Adler habría sido mucho más útil al movimiento revolucionario si, sin asustarse de una división, se hubiera entregado sistemáticamente a la propaganda y agitación clandestina.”

Nos situamos ya a principios del año 1918, cuando la guerra imperialista que estalló en 1914 toca ya a su fin y, sobre todo, cuando el proletariado ruso dirigido por su partido, el Partido Comunista (bolchevique), ha conquistado el poder político y se esfuerza en construir la nueva sociedad en su país, al tiempo que ayuda a la revolución mundial. Este último extremo es esgrimido entonces por los “izquierdistas” pequeñoburgueses para oponer a concertar una paz separada con Alemania que saque al País Soviético de los horrores de la Guerra Mundial. Veamos cómo Lenin, en su artículo La fraseología revolucionaria, enfoca el problema desde la perspectiva que le ofrece la rica experiencia de los revolucionarios rusos:

“¿Cualquier tipo de “resistencia” al imperialismo alemán ayuda a la revolución alemana? Cualquiera que se preocupe por pensar un poco, o recordar siquiera la historia del movimiento revolucionario en Rusia, comprenderá fácilmente que sólo una adecuada resistencia a la reacción ayuda a la revolución. Durante medio siglo del movimiento revolucionario en Rusia hemos presenciado y conocido innumerables ejemplos de inadecuada resistencia a la reacción. Nosotros, los marxistas, nos hemos enorgullecido siempre de saber determinar, por medio de un riguroso análisis de la fuerza de las masas y las relaciones de clases, si tal o cual forma de lucha es adecuada. Hemos dicho que una insurrección no siempre es adecuada; si no existen entre las masas las necesarias condiciones previas, es una aventura. A menudo hemos condenado las formas más heroicas de resistencia individual, como inadecuadas y perjudiciales desde el punto de vista de la revolución. En 1907, sobre la base de una amarga experiencia, rechazamos por inadecuada la resistencia a participar en la III Duma, etc., etc.

Para ayudar a la revolución alemana debemos limitarnos a la propaganda, la agitación, y la confraternización, mientras las fuerzas no sean suficientes poderosas para asestar un golpe enérgico, serio y decisivo en un choque militar o insurreccional abierto, o debemos aceptar ese choque si estamos seguros de que no ayudará al enemigo.
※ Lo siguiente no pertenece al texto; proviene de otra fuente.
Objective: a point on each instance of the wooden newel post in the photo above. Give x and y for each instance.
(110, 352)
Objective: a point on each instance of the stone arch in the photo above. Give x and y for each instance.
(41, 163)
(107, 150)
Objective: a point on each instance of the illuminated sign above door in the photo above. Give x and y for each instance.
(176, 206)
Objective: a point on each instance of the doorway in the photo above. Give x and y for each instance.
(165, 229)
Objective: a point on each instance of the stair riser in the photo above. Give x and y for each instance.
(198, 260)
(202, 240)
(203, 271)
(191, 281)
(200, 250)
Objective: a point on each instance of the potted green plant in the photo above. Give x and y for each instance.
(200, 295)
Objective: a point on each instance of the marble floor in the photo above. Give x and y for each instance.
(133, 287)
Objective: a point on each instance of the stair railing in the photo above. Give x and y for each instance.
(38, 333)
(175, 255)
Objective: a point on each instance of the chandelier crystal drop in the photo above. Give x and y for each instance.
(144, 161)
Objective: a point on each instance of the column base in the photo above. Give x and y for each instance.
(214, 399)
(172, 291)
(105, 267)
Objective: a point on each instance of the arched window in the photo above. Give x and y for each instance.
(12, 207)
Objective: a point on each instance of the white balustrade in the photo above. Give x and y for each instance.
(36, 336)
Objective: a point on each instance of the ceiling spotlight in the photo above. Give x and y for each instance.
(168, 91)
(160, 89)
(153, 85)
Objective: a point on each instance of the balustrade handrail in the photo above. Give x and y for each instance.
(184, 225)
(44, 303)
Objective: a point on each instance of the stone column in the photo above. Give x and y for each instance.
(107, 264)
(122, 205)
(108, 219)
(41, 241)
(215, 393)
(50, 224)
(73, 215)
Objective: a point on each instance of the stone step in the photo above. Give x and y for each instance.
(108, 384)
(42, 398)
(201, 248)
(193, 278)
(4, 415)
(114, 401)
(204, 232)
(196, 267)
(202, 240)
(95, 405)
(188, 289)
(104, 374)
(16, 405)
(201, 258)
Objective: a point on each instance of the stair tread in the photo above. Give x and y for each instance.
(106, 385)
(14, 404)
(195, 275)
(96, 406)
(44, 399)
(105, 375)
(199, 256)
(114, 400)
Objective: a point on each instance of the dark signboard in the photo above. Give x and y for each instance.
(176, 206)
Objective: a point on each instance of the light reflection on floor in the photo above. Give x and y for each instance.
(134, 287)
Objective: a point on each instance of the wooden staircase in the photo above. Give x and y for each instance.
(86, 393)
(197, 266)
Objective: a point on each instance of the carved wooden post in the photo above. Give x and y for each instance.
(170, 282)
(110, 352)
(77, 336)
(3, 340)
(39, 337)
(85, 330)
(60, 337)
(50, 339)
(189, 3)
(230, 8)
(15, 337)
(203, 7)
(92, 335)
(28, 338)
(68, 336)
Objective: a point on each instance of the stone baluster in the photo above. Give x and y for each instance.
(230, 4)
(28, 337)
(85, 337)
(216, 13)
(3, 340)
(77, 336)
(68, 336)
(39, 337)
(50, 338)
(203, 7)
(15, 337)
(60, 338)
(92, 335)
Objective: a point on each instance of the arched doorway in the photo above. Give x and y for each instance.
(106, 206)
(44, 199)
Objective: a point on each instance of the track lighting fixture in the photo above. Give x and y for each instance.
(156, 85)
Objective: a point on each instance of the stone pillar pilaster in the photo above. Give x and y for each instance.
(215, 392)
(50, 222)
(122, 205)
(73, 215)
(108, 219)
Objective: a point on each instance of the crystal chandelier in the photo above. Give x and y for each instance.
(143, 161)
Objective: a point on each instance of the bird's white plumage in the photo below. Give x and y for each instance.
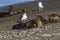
(40, 5)
(24, 17)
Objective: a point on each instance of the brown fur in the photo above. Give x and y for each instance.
(54, 18)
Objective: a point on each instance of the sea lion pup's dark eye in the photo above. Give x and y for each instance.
(40, 21)
(53, 18)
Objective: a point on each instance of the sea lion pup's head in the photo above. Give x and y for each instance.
(53, 18)
(40, 21)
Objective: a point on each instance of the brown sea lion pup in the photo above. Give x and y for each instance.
(40, 21)
(53, 18)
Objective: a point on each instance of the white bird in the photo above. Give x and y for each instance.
(40, 5)
(24, 17)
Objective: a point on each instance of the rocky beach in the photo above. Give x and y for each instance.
(48, 32)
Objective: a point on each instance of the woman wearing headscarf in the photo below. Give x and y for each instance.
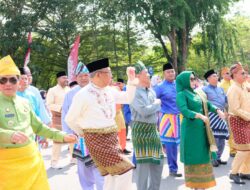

Es evidente para todos (salvo para quienes están completamente mareados por la fraseología) que si entramos en un conflicto de carácter insurreccional o militar, sabiendo que no contamos con fuerzas, sabiendo que no tenemos ejército, es una aventura que no ayudará a los obreros alemanes, sino que entorpecerá su lucha y facilitará la tarea de su enemigo y de nuestro enemigo.”

Por último, en su obra La enfermedad infantil del “izquierdismo” en el comunismo, escrita en abril-mayo de 1920, Lenin se refiere a su posición sobre el terrorismo, en la crítica a la táctica del partido de los socialistas-revolucionarios, de una manera que sólo cabe interpretar en el sentido de todo lo afirmado anteriormente:

“… ese partido se consideraba particularmente “revolucionario” o “de izquierda” porque reconocía el terror individual, los asesinatos, cosa que nosotros, los marxistas, rechazábamos en forma categórica. Es claro que nosotros rechazábamos el terror individual sólo por razones de oportunidad; mientras que las personas que eran capaces de condenar “por principio” el terror de la gran Revolución Francesa o, en general, el terror empleado por un partido revolucionario victorioso, acosado por la burguesía de todo el mundo, fueron ridiculizados y escarnecidos por Pléjanov en 1900-1903, cuando éste era un marxista y un revolucionario.”